安倍晋三銃撃事件 ハン氏ドイツ人記者の考察

 

安倍晋三銃撃事件…
 
毎週金曜日早朝、嘉手納基地第一ゲート前でのカデナピースアクション参加から帰りの道中、
ラジオから流れる、「安倍元総理が血を流して倒れています!」との恐ろしい声に、暫く、呼吸が上手く出来なかった。
その日は、なるべくそのニュースに意識を持って行かれないように気をつけた。
メディアはほぼ、半狂乱状態で、同じ事をくり返す呪文のようだ。その日は、脳内に刷り込まれるような情報は欲しくなかった。
この様に、大きな事件が起きた時、素早く、自分の考えや想いを書き込むことは、自分としては、ちょっと恐い。。。
しかし、結局は大勢の人が書き込むのだから、少しは冷静な書き込みも必要だと思うから、素早い書き込みに反対したくはない。
逆に、なるべく冷静な書き込みが増えれば良いと思う。
しかし、私の様にいつまでもモヤモヤと、頭の中で様々なニュースや考察などを整理して、ひとりで落としどころを見つける人もたくさんいるだろう思う。
そんな日々の中、読んでいて、絶妙(?)だなと思った、南ドイツ新聞のハン記者の事件の考察に腑に落ちる事が多々あったので、シェアしたい。
以下から。
『弱者に冷たい日本社会』
独紙「南ドイツ新聞」のトマス・ハン記者は、安倍元首相の殺害がなぜ起きてしまったのか、この死が何を意味するのかを考察している。
犯人である山上徹也容疑者(41)は、「母親が統一教会に多額の寄付をし、家族が崩壊していたため、統一教会のトップを殺したがっていた。だがそれが難しかったため、宗門とつながっているとされる安倍晋三を狙った」とされる。
しかし、何が彼をそのような行動に掻き立てたのか。ハン記者は、「彼が殺人犯になったのは、その不安定な人生がどうなるのか、誰も疑問にせず、気にかけなかったからだ」と述べる。
そして今回の事件は、
「制度に馴染めず、挫折した独身男性が、その不満をどうしたらいいかわからず、他人を攻撃する」
という近年相次ぐ殺傷事件と類似するとしている。
2016年の相模原障害者施設殺傷事件、2019年の京都アニメーション放火殺人事件、2021年の京王線殺傷事件などがその例だ。
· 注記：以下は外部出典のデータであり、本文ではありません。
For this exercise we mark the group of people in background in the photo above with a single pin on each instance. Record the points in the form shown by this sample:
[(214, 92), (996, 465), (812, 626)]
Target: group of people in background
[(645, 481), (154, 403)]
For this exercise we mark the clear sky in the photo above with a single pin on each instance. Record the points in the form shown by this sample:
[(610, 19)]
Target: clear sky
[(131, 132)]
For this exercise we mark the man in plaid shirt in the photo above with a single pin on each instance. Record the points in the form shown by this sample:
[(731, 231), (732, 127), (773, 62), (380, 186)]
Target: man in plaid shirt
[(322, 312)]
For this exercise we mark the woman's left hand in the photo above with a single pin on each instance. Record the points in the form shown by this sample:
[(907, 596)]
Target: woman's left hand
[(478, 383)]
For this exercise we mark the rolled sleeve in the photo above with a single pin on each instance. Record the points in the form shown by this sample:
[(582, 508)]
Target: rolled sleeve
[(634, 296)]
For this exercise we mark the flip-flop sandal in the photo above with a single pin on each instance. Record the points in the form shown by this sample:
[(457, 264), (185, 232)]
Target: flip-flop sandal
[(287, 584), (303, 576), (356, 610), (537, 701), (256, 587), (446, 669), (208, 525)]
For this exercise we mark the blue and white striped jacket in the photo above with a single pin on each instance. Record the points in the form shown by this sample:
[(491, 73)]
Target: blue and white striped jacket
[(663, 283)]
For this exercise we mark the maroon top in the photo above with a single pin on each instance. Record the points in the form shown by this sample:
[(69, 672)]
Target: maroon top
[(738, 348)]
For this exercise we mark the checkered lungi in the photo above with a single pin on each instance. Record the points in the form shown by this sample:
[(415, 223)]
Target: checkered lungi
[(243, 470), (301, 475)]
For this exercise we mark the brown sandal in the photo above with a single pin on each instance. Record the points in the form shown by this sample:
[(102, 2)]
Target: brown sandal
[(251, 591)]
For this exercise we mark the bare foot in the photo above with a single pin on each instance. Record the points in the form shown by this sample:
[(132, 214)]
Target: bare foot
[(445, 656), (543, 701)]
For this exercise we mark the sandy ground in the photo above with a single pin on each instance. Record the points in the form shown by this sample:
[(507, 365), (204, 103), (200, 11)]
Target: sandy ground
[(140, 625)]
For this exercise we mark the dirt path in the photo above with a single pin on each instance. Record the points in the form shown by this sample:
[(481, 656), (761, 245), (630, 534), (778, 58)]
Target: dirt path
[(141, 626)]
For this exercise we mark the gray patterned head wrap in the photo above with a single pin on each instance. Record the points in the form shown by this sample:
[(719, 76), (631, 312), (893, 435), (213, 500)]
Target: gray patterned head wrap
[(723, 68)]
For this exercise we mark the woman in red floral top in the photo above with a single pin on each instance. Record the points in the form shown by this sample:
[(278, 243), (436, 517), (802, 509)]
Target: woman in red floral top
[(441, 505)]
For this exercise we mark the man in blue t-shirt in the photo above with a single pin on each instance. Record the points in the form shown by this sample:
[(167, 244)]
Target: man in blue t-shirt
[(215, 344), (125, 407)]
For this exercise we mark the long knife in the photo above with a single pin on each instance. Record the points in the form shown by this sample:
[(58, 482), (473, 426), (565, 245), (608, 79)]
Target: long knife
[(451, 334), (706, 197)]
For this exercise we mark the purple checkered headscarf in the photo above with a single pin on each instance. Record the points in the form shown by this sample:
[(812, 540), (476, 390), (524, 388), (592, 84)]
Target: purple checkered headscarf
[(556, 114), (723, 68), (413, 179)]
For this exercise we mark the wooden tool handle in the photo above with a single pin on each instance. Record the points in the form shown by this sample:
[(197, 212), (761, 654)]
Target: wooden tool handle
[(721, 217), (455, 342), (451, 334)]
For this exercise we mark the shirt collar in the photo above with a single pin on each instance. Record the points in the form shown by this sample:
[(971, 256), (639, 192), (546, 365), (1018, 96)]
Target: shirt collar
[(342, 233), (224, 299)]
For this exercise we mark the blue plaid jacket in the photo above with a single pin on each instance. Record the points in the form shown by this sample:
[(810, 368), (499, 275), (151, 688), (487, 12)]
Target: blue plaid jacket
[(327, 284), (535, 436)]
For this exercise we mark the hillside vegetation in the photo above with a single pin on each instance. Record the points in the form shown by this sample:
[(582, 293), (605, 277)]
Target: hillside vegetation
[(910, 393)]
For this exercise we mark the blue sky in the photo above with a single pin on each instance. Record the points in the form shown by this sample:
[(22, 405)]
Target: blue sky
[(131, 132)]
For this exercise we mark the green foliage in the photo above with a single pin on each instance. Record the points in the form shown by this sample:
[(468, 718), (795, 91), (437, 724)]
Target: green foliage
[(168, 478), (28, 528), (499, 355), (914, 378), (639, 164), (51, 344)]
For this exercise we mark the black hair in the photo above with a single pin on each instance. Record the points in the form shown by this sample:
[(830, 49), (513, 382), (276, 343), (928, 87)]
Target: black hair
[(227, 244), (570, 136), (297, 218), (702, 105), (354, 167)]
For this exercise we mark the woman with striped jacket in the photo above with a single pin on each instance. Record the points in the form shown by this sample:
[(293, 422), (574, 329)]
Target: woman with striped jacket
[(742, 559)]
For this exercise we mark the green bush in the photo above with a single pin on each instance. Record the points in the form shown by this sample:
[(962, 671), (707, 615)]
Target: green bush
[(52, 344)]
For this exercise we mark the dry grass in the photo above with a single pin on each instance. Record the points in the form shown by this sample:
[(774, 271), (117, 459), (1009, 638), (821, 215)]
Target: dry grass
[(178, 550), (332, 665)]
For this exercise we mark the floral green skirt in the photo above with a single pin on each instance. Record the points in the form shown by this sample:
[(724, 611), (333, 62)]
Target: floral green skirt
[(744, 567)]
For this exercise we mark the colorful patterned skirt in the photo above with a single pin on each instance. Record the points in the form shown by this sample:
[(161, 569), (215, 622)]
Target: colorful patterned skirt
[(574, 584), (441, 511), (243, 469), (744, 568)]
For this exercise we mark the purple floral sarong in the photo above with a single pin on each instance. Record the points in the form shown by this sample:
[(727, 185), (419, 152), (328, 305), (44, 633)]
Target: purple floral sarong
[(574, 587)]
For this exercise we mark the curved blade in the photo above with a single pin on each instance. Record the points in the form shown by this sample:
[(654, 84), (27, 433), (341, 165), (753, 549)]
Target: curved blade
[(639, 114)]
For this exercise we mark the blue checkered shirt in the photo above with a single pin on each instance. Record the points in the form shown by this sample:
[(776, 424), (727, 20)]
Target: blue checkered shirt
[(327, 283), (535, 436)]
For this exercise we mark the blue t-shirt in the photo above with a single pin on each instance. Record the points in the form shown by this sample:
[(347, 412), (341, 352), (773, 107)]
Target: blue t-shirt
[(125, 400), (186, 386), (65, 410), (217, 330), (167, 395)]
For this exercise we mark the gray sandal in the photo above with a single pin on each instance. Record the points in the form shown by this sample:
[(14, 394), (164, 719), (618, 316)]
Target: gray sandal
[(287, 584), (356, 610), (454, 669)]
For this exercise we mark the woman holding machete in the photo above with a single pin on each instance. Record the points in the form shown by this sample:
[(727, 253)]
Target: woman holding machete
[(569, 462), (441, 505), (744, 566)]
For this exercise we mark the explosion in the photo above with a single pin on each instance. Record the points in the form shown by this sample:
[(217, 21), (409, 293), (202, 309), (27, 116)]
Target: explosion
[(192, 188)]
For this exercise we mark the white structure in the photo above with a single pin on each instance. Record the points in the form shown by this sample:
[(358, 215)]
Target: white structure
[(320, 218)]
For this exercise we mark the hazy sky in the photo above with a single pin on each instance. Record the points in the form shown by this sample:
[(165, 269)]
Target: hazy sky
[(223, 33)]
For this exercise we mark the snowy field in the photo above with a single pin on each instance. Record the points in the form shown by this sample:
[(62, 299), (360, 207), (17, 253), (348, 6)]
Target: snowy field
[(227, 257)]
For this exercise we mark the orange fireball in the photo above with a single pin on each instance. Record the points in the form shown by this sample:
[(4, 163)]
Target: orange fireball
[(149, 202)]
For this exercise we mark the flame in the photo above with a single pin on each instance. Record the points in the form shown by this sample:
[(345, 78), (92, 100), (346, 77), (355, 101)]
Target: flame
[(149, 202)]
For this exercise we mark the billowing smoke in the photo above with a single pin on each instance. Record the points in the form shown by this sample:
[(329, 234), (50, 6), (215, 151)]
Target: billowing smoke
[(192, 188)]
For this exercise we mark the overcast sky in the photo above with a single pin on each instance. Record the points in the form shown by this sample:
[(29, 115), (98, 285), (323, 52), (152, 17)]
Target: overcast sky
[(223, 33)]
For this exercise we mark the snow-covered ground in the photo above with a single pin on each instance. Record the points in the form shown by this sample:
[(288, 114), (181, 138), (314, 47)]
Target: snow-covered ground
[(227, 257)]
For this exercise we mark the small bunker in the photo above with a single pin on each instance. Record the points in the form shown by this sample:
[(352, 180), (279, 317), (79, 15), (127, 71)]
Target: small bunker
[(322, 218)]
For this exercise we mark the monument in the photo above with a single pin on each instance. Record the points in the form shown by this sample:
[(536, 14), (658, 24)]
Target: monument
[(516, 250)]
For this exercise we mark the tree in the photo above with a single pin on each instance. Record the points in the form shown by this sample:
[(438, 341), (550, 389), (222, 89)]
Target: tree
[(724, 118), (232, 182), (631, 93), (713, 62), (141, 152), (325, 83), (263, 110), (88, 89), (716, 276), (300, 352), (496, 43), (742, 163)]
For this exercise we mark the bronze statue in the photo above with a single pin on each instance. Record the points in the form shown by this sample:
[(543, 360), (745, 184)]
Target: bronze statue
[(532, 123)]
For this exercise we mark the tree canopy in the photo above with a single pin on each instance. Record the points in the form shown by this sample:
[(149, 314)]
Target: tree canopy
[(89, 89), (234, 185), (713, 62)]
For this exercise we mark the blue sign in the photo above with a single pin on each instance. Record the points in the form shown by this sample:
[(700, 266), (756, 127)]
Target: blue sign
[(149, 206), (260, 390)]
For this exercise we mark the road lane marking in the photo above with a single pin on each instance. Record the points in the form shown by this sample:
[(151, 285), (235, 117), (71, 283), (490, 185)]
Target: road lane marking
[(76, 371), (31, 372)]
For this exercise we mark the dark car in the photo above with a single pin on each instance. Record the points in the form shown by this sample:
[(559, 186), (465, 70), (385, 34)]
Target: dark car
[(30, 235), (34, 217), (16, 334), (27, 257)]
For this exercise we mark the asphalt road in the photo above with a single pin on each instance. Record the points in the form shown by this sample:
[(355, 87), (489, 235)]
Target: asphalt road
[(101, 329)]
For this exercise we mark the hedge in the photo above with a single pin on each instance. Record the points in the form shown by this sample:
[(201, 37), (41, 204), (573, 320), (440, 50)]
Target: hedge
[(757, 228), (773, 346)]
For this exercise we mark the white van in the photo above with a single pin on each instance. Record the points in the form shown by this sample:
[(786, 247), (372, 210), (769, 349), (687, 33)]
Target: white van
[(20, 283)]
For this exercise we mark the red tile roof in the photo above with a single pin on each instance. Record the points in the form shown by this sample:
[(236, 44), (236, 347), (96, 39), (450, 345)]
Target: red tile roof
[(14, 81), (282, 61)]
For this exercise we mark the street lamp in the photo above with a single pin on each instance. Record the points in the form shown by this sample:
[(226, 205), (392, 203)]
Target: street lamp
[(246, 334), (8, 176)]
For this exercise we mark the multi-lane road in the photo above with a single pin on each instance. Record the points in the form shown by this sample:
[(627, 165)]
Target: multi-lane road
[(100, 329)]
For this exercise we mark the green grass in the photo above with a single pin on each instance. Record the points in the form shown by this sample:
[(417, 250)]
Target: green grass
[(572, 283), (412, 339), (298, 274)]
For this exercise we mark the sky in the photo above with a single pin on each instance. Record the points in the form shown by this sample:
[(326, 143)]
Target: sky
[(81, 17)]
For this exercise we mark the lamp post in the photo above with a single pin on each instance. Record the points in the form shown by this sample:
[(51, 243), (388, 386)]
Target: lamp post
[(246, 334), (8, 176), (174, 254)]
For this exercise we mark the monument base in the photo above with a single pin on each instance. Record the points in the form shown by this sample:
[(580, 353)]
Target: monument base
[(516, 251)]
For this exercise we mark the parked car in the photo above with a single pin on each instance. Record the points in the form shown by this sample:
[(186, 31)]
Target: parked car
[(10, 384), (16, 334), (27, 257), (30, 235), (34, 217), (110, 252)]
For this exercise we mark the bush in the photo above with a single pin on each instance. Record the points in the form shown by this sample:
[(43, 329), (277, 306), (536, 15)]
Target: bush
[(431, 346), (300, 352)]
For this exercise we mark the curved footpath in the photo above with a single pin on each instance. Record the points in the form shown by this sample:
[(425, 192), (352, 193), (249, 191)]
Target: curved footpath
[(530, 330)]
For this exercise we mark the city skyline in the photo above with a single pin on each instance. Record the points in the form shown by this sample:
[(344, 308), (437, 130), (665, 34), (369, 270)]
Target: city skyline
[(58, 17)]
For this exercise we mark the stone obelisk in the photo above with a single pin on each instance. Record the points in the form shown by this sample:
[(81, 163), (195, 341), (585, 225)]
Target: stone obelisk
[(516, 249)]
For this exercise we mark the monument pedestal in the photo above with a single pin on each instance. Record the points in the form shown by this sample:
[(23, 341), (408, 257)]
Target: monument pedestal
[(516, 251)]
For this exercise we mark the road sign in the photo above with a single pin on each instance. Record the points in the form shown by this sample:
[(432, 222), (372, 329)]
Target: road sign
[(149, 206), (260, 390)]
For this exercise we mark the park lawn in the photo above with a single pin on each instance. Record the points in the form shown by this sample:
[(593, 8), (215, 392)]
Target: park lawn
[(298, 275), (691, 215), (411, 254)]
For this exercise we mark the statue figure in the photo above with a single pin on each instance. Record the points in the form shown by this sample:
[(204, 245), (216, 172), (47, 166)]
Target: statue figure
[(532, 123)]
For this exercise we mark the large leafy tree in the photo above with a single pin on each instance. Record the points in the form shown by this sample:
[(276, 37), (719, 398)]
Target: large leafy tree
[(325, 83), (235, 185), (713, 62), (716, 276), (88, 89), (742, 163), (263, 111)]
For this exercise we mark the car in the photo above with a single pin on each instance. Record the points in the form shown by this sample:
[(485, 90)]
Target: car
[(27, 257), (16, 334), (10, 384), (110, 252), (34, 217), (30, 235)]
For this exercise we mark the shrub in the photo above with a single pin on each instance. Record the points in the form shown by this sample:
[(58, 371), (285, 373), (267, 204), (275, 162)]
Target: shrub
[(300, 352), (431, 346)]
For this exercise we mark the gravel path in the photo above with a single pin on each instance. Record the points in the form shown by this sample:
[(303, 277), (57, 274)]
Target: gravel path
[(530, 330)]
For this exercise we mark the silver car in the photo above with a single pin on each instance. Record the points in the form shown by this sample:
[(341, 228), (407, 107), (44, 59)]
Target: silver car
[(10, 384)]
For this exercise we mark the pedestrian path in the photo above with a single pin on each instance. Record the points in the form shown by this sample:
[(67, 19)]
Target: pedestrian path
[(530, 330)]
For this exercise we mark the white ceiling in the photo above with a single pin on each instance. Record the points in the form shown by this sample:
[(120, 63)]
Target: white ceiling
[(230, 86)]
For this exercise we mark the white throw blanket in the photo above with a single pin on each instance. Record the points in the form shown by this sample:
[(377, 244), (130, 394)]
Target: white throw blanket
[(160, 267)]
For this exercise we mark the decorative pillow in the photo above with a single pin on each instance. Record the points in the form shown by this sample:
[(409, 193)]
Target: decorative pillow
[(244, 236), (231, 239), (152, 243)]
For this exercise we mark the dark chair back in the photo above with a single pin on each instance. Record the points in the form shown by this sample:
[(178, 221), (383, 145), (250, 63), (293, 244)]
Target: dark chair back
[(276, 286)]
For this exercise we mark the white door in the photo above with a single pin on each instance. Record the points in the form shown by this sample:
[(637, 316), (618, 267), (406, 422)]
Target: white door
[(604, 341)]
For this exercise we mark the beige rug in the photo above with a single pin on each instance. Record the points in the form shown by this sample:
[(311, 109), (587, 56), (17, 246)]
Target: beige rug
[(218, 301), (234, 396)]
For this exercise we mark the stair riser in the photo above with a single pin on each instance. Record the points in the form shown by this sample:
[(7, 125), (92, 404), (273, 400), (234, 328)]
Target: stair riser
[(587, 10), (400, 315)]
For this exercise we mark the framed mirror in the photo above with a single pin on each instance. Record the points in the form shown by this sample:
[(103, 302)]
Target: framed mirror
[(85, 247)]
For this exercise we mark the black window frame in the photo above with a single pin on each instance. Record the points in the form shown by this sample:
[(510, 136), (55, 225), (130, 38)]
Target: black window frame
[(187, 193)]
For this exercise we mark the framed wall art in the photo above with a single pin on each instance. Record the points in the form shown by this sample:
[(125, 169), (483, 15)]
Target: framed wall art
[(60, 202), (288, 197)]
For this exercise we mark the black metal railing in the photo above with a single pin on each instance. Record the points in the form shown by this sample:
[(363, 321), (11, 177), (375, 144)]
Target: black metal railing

このような事件を引き起こす根底にあるのは、日本の社会のなかで、孤立してしまう人がおり、彼らを救済する仕組みがあまりないことだという。「南ドイツ新聞」は別の記事で次のように指摘する。
「集団社会である日本では皆が社会に奉仕する自分の仕事をすることで、全体がうまくいき、誰も邪魔をしない。そこでは比較的スムーズに生活ができるが、人と違ったり、成功しなかったり、ルールやヒエラルキーに適応できない人は、このシステムのなかですぐ孤立する。個人的な苦労や悩みを相談できる場もあまりない」
実家が破産していた山上容疑者は、壮絶な人生を送ったこと考えられる。職も転々としていたことから社会にうまく馴染めていなかったようだが、フォークリフトの運転手として働いた最後の職場でも、人と違う考え方をし、違うやり方に固執していたようだ。
「彼は独自の方法で荷物を積み上げ、会社の標準的な手順でやるべきだと言う同僚と対立していた。ルールが厳しい日本では、そこから簡単に逸脱することはできない」と例があげられる。
自分で考えたやり方が認められず、山上容疑者はさらに孤独感を感じていたのかもしれない。
『孤独を生む自己責任論と同調圧力
社会のサポートシステムが充分ではない「日本では、家族がもっとも重要な支援を提供する。たとえば社会的困窮者に対しても、まず国はその人を助けられる親族を探し、家族で解決させようとする。しかし山上の場合は家庭が崩壊していた」。
そのため彼を救えるものはなかった。
宗教に傾倒したという山上容疑者の母親も、「夫を失い、建設会社を継ぎ、3人の子供を養わなければならなかった。一人で働く親への支援が少ない社会の中で、彼女は明らかに何らかの支援を求めていたのだろう」という。
統一教会に惹かれた背景には孤独があったはずだ。
「我慢するように育てられる日本人は、生計を立てるために多くを我慢して暮らし、不満を言わない。しかし、ある一線を超えると人々は非常に感情的になる」とハン記者は見ている。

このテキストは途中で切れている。